A cookie is completely different from a telephone number, cookies can gather more information than you can potentially get from a number on it’s own. The whole point of tracking cookies is to record beyond what you original went to a website for. GDPR DOES NOT APPLY in this case.

Every private phone number counts as personal data and is therefore fundamentally subject to data protection.

According to data protection, the storage, use, processing and disclosure of a phone number is only permitted if the person concerned agrees to this, if a law legitimizes this or if the data is publicly accessible.

This is an almost literal translation from official websites that I found in France and Germany. As a rule, a layperson has difficulties to analyze the situation because there are sometimes permissible exceptions in.

If Google Analytics is involved, the answer is arguably a little easier. GA is already subject to restrictions in some countries. In Germany GA can only be used under severe restrictions if it is not already prohibited (websites of public administrations in Brandenburg).

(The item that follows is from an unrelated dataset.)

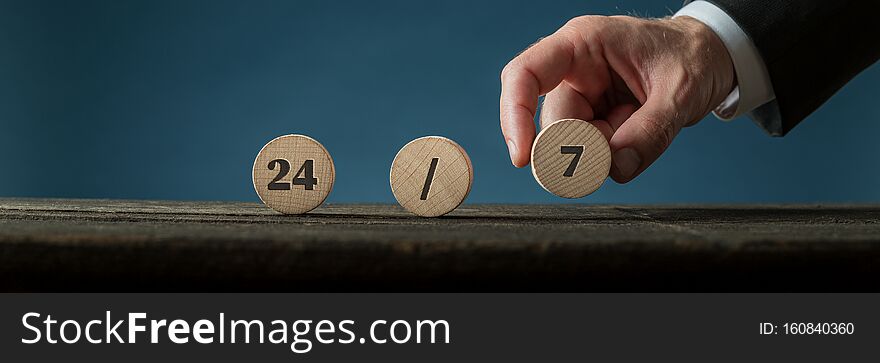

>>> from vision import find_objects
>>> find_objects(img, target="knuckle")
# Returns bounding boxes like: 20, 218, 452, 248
640, 114, 677, 154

Regardless of this, some Google services in the United States are also suspected of violating privacy rights, such as the threatened class action lawsuit in San Jose from May 6, 2021 shows.

If the data from the most diverse sources is brought together (and Google is suspected of doing so), then a person will fundamentally be transparent. It’s not about an algorithm that just prepares this or that nicely, but about microtargeting, where people are only given the information they are receptive to. This requires the most extensive data collection possible. Ultimately, it is about a political dimension that does not belong here. But if false claims are made, or these services are presented as normal or desirable, then one should not be surprised at counter-speech.

You are also wrong in your assessment of the telephone number. If you read the post Calls Hanging UP from last week, then you can easily derive from the thread which company, including telephone number, address data, and more is meant. The writer wasn’t really paying attention. Basically, every interesting element of a SIP header could be passed on to Google for further processing.

For us this means that we have a problem when we offer small telephone systems and the customer believes that the device spies on him. It just doesn’t make sense to offer devices and services here anymore.